Saturday, February 10, 2018

I, Tonya




What we always forget about Tonya Harding  is that she was one hell of a skater. At the end of  I, Tonya, a rugged little movie full of violent, hateful characters, we're shown a clip of the real Harding at work, and it is breathtaking. We're also shown clips of the real characters that we've just seen portrayed in the movie, as if the filmmaker wants to assure us that the people in Harding's life were indeed imbeciles, and that the actors weren't exaggerating. The American lower class gets a hammering in the movie, with director Craig Gillespie and screenwriter Steve Rogers getting all they can out of gaudy mustaches and cheap fur coats. It starts to feel a bit like a mean-spirited Saturday Night Live sketch lampooning the poor, though the movie is highly watchable thanks to the bravura work of the cast, and the story of Harding, who comes off as a likeable if prickly underdog. 
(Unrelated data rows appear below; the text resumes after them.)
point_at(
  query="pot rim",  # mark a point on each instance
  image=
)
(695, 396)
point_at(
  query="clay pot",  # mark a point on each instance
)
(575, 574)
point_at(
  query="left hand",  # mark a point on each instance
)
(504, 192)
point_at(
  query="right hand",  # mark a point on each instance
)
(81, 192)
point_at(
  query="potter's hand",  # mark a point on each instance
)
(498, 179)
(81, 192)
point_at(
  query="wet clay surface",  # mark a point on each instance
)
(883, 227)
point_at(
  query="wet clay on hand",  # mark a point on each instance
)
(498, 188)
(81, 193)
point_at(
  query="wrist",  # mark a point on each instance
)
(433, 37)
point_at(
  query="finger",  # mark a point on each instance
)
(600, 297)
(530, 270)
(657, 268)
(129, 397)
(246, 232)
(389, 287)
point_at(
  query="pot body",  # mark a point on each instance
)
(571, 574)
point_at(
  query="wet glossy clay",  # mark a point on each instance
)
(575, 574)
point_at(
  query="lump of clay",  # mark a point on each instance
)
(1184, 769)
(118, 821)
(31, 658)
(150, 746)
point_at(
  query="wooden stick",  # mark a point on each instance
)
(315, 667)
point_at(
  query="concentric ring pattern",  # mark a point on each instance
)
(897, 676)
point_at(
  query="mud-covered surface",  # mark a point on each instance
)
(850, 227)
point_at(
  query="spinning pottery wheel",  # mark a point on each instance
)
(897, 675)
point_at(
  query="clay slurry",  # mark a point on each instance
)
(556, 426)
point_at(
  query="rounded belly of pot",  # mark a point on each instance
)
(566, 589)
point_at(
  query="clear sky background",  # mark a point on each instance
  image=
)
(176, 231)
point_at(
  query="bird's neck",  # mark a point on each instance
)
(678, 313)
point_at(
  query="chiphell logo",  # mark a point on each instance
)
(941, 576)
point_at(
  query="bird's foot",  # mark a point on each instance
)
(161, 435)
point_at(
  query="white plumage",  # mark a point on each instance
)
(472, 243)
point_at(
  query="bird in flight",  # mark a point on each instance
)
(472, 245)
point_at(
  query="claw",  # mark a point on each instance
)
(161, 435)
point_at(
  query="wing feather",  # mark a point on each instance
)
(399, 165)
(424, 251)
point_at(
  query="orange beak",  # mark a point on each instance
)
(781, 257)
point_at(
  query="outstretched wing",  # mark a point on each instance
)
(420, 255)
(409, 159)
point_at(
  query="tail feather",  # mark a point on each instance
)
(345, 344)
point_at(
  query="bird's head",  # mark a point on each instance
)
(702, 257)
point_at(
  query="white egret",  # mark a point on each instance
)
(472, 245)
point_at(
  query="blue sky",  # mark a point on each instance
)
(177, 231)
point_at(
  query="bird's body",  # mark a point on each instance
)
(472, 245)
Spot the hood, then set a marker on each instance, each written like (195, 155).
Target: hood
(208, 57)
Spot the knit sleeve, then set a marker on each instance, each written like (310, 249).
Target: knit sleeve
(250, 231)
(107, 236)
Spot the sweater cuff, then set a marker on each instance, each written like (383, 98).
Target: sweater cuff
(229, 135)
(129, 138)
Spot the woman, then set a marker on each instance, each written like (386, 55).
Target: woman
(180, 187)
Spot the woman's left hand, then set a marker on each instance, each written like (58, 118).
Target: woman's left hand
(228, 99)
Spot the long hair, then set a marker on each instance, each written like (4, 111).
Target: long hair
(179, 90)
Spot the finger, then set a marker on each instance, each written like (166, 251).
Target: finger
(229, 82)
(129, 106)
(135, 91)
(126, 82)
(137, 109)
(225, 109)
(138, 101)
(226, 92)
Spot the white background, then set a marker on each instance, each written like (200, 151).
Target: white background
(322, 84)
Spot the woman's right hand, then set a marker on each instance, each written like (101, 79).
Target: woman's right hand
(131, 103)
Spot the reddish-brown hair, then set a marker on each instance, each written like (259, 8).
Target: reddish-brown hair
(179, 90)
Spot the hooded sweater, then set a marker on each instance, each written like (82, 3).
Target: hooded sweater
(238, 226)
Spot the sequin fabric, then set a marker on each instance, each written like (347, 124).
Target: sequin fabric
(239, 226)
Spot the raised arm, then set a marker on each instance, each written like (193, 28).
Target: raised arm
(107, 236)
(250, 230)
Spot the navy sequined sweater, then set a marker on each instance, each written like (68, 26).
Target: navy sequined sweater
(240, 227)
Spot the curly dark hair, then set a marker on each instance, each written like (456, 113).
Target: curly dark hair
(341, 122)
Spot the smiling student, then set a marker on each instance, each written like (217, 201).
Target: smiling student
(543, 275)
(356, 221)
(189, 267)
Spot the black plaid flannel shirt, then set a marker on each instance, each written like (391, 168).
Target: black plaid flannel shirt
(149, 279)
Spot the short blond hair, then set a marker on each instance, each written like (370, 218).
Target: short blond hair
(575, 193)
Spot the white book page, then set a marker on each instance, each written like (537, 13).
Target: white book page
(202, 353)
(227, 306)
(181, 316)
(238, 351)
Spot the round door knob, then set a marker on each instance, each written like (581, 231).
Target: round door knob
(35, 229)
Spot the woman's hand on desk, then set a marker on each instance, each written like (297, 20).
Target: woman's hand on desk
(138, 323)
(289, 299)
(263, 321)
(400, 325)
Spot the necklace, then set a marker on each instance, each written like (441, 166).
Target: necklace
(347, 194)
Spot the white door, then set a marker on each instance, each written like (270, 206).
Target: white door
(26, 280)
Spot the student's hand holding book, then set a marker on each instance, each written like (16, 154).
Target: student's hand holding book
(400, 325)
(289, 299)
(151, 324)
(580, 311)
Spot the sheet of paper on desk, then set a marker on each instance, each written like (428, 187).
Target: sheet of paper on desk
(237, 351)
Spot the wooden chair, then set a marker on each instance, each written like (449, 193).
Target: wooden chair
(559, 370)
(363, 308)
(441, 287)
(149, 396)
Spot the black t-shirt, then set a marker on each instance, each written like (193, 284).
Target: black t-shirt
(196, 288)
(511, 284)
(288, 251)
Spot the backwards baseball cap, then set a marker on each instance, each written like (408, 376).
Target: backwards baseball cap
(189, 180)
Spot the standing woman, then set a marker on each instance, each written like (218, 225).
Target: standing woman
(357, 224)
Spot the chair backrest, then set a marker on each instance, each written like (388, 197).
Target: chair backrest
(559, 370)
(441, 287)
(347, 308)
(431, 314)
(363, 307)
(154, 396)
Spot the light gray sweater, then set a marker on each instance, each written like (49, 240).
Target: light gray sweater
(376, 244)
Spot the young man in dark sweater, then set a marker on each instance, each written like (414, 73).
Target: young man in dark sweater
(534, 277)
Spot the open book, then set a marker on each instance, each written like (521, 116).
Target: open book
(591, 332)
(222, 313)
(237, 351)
The sympathies are stacked in Tonya's favor early on, as we see her abandoned by her father, horribly abused by her mother, and regularly beaten by her husband, Jeff Gillooly. Gillespie chooses to give the beatings a slapstick feel, because otherwise the constant attacks on Harding would be unbearable for viewers. The result is not entirely successful. Harding's mother is the villain of the piece, but she's given the best lines and, as played by Allison Janney, she's the sort of villain you love to hate. We haven't had such a campy, despicable mother since Faye Dunaway in Mommy Dearest, but Janney comes close, especially when offering her daughter such encouragement as, "You skate like a graceless bull dyke."
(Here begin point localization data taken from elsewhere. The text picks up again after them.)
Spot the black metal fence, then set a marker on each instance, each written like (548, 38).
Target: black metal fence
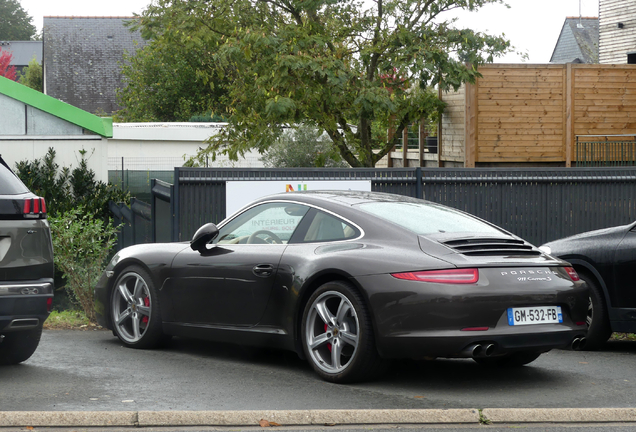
(537, 204)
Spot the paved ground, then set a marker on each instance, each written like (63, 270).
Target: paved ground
(90, 375)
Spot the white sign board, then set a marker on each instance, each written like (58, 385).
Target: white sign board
(241, 193)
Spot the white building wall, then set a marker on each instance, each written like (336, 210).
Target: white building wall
(163, 146)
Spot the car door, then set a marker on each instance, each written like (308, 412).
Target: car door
(625, 261)
(230, 283)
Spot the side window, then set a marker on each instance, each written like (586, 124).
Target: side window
(272, 223)
(325, 227)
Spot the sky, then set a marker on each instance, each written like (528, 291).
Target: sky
(532, 26)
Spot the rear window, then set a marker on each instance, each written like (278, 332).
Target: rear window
(427, 218)
(9, 183)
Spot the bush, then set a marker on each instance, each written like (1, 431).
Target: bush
(82, 245)
(64, 189)
(305, 147)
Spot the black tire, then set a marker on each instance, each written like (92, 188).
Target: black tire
(17, 347)
(134, 309)
(517, 359)
(342, 350)
(598, 325)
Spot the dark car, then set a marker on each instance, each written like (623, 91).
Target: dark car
(348, 280)
(605, 260)
(26, 268)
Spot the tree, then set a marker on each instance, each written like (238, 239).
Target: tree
(32, 75)
(6, 69)
(15, 23)
(350, 68)
(304, 147)
(163, 82)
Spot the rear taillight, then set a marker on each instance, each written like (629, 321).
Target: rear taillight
(572, 273)
(451, 276)
(34, 208)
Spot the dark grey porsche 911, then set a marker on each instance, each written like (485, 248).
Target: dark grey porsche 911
(349, 280)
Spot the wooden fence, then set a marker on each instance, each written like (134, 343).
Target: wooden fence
(532, 114)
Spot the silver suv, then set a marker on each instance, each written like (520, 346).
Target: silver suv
(26, 268)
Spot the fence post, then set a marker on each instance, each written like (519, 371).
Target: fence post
(418, 182)
(174, 207)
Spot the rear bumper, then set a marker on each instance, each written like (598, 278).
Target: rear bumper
(454, 344)
(415, 319)
(24, 304)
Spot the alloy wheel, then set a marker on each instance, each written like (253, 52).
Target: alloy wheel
(332, 332)
(131, 307)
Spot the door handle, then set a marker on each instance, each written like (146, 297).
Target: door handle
(263, 270)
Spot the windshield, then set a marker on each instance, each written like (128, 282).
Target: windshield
(427, 218)
(9, 183)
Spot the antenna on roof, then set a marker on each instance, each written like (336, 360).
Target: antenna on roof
(580, 24)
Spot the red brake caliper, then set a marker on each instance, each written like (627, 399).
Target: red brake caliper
(147, 303)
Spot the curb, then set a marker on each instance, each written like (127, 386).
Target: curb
(313, 417)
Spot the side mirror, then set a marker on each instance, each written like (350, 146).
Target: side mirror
(203, 236)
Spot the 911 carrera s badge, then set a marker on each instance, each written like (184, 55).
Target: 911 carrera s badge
(29, 291)
(531, 274)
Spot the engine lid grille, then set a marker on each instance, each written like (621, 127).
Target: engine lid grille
(492, 247)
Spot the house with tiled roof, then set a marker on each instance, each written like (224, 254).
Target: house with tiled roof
(82, 57)
(578, 41)
(32, 122)
(617, 34)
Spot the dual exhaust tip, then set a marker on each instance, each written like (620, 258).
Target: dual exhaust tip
(486, 350)
(481, 350)
(578, 343)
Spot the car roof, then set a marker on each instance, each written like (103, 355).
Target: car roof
(343, 198)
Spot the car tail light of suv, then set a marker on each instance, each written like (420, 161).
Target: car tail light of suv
(34, 208)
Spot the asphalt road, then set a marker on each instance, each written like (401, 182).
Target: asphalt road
(91, 371)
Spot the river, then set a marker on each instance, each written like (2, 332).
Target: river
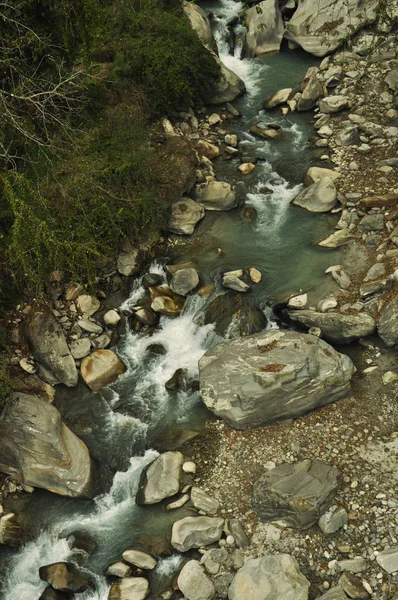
(137, 413)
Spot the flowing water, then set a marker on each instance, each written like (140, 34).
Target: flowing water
(137, 413)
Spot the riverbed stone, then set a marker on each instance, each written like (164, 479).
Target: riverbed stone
(277, 98)
(194, 583)
(318, 197)
(65, 577)
(319, 28)
(139, 559)
(161, 479)
(194, 532)
(297, 494)
(129, 588)
(333, 104)
(336, 327)
(315, 174)
(101, 368)
(185, 215)
(47, 341)
(216, 195)
(184, 281)
(272, 376)
(275, 577)
(46, 454)
(388, 324)
(264, 28)
(204, 502)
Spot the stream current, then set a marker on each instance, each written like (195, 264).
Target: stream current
(121, 428)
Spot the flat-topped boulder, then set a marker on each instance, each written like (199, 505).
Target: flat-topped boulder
(47, 341)
(194, 532)
(319, 197)
(272, 376)
(336, 327)
(185, 215)
(216, 195)
(295, 494)
(161, 479)
(276, 577)
(321, 27)
(101, 368)
(45, 454)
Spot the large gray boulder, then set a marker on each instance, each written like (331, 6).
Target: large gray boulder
(38, 449)
(194, 532)
(272, 376)
(216, 195)
(233, 315)
(194, 583)
(336, 327)
(296, 494)
(49, 347)
(185, 215)
(312, 91)
(321, 27)
(319, 197)
(161, 479)
(276, 577)
(265, 28)
(388, 324)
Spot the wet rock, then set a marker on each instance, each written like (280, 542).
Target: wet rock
(388, 559)
(129, 588)
(233, 315)
(46, 454)
(216, 195)
(338, 238)
(315, 174)
(49, 347)
(165, 301)
(80, 348)
(111, 318)
(64, 577)
(101, 368)
(276, 577)
(272, 376)
(118, 569)
(234, 283)
(139, 559)
(319, 197)
(204, 502)
(333, 520)
(184, 281)
(194, 532)
(178, 381)
(336, 327)
(319, 30)
(161, 479)
(194, 583)
(333, 104)
(277, 98)
(312, 91)
(353, 587)
(268, 133)
(264, 28)
(185, 215)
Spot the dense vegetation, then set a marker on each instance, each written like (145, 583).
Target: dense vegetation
(82, 165)
(81, 83)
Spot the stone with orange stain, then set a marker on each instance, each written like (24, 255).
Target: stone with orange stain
(101, 368)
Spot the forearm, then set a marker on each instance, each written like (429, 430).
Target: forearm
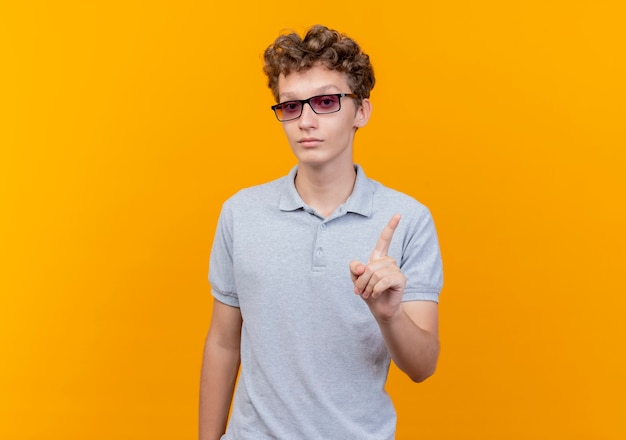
(219, 374)
(414, 350)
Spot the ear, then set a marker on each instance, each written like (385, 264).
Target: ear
(363, 113)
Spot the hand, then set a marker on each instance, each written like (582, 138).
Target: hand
(380, 282)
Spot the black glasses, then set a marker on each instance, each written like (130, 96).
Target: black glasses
(321, 104)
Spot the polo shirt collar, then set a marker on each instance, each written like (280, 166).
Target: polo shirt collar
(359, 202)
Despite her mother's cruelty, Harding becomes one of the top skaters in the world, the first American woman to hit a triple axle in competition, but can't get a break from the judges because she won't change her less than wholesome image. At 23, her best years already behind her, she finds herself at the edge of a murky plot to hurt another competitor, the clean-cut Nancy Kerrigan. The plan is instigated by Gillooly and his idiot friend Shawn Eckhardt (Paul Walter Hauser), who imagines himself a sort of international security expert, though he can barely find his mouth with a potato chip. Still, the crux of the movie is Harding's relationship with her bullying mother. "I made you a champion," the mother says, "knowing you'd hate me for it. That's the sacrifice a mother makes!" We later learn that mother and daughter are long estranged, which seems fine with both. Harding says at the film's conclusion that fame was fleeting and that she has spent most of her life being hated, or the subject of jokes. She also denies knowing about the plan to injure Kerrigan. "Everyone has their own truth," Harding tells us, "and life just does whatever the fuck it wants."

Margot Robbie is exceptional as Harding, demonstrating equal measures of strength, vulnerability, and pigheadedness. It's the role of a lifetime. As Harding's evil mother, Janney has  already won a Golden Globe award. Sebastion Stan is excellent as Gillooly, Hauser is perfect as Gillooly's goofy pal, and if ever there was an award for show stealing, it would go to Ricky Russert as Shane Stant, the goon hired to disable Kerrigan. There's a bit too much music on the soundtrack, every new scene introduced by some banal pop song, but what kept me from totally enjoying the movie was the nagging thought that  much of I, Tonya was created so audiences could laugh at the expense of poor people. A big part of the movie is Harding's lack of taste, in her clothes, her makeup, and her men. I think Gillespie wants us to like Harding, and to appreciate her instincts for survival - he even includes a bit where she tried boxing - but the well-bread folks in the audience may have too good a time snickering at these tacky, uneducated types in their blue nail polish. Harding may or may not deserve our sympathy, but this movie feels made for an elite class, for whom Harding remains a kind of boardwalk freak.